Adaptive and Efficient Streaming Time Series Forecasting with Lambda Architecture and Spark

Date

2021-03-19

Department

Program

Citation of Original Publication

A. Pandya, O. Odunsi, C. Liu, A. Cuzzocrea and J. Wang, "Adaptive and Efficient Streaming Time Series Forecasting with Lambda Architecture and Spark," 2020 IEEE International Conference on Big Data (Big Data), 2020, pp. 5182-5190, doi: 10.1109/BigData50022.2020.9377947.

Rights

© 2020 IEEE.  Personal use of this material is permitted.  Permission from IEEE must be obtained for all other uses, in any current or future media, including reprinting/republishing this material for advertising or promotional purposes, creating new collective works, for resale or redistribution to servers or lists, or reuse of any copyrighted component of this work in other works.

Abstract

The rise of the Internet of Things (IoT) devices and the streaming platform has tremendously increased the data in motion or streaming data. It incorporates a wide variety of data, for example, social media posts, online gamers in-game activities, mobile or web application logs, online e-commerce transactions, financial trading, or geospatial services.

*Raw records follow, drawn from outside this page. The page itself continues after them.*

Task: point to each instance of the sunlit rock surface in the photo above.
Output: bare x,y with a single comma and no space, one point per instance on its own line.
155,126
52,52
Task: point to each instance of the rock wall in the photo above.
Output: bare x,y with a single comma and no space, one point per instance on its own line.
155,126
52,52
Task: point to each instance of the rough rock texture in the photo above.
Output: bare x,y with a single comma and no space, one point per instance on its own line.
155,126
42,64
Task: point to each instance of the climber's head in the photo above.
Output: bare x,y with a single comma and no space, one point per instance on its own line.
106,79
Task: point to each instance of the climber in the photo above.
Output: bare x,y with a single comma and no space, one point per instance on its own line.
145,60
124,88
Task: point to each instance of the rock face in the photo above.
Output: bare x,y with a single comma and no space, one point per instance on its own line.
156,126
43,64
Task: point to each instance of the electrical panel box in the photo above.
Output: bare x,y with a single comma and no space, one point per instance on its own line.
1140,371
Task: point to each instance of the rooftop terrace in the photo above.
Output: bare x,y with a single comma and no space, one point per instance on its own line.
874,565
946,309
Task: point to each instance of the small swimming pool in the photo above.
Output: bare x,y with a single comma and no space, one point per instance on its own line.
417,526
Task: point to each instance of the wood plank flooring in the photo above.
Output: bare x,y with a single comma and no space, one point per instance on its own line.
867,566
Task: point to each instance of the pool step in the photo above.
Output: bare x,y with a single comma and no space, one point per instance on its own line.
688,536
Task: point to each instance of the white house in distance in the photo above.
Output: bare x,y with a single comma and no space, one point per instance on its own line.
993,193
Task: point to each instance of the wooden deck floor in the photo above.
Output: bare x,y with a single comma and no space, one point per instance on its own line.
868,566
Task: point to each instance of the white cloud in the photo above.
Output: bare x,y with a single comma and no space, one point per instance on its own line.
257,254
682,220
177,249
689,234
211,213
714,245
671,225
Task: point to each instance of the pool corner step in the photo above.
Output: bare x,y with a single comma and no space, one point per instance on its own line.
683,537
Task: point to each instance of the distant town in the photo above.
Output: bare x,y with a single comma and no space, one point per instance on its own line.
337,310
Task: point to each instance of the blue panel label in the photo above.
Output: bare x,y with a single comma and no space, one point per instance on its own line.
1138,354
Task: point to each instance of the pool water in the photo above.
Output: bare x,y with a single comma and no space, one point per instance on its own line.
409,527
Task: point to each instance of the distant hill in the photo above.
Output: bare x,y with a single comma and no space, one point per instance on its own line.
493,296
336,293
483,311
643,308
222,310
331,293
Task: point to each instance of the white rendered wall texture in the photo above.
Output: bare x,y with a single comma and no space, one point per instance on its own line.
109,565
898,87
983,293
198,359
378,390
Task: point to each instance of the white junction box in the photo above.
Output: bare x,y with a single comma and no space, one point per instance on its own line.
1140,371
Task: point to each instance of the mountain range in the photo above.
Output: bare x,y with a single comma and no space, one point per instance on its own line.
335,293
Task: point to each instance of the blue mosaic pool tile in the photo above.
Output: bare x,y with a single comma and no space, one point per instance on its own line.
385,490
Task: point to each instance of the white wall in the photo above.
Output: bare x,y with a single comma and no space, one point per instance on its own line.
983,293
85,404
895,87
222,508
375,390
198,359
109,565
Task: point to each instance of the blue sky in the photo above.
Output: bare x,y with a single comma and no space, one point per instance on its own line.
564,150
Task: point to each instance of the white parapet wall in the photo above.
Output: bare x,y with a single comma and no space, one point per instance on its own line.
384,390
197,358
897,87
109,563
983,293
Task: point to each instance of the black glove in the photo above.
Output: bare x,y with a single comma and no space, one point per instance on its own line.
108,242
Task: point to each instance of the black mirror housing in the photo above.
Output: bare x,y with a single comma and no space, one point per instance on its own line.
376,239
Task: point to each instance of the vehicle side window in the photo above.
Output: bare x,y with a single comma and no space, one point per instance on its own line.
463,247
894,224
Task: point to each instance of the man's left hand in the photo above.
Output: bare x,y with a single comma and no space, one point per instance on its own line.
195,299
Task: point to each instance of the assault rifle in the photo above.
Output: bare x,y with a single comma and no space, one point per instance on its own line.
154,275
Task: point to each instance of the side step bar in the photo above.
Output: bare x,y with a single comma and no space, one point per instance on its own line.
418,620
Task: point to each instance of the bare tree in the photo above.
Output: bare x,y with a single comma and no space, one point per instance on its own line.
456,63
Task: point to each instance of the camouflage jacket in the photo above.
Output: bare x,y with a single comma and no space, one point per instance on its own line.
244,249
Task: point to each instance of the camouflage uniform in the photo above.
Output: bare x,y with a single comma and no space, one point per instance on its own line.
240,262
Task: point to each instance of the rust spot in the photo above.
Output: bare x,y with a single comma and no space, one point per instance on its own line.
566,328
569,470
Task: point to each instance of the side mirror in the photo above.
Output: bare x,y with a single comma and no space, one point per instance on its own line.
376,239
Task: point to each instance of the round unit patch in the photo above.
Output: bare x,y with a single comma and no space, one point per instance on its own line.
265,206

Accurate and efficient forecasting based on real-time data is a critical part of the operation in areas like energy & utility consumption, healthcare, industrial production, supply chain, weather forecasting, financial trading, agriculture, etc. Statistical time series forecasting methods like Autoregression (AR), Autoregressive integrated moving average (ARIMA), and Vector Autoregression (VAR), face the challenge of concept drift in the streaming data, i.e., the properties of the stream may change over time. Another challenge is the efficiency of the system to update the Machine Learning (ML) models which are based on these algorithms to tackle the concept drift. In this paper, we propose a novel framework to tackle both of these challenges. The challenge of adaptability is addressed by applying the Lambda architecture to forecast future state based on three approaches simultaneously: batch (historic) data-based prediction, streaming (real-time) data-based prediction, and hybrid prediction by combining the first two. To address the challenge of efficiency, we implement a distributed VAR algorithm on top of the Apache Spark big data platform. To evaluate our framework, we conducted experiments on streaming time series forecasting with four types of data sets of experiments: data without drift (no drift), data with gradual drift, data with abrupt drift and data with mixed drift. The experiments show the differences of our three forecasting approaches in terms of accuracy and adaptability.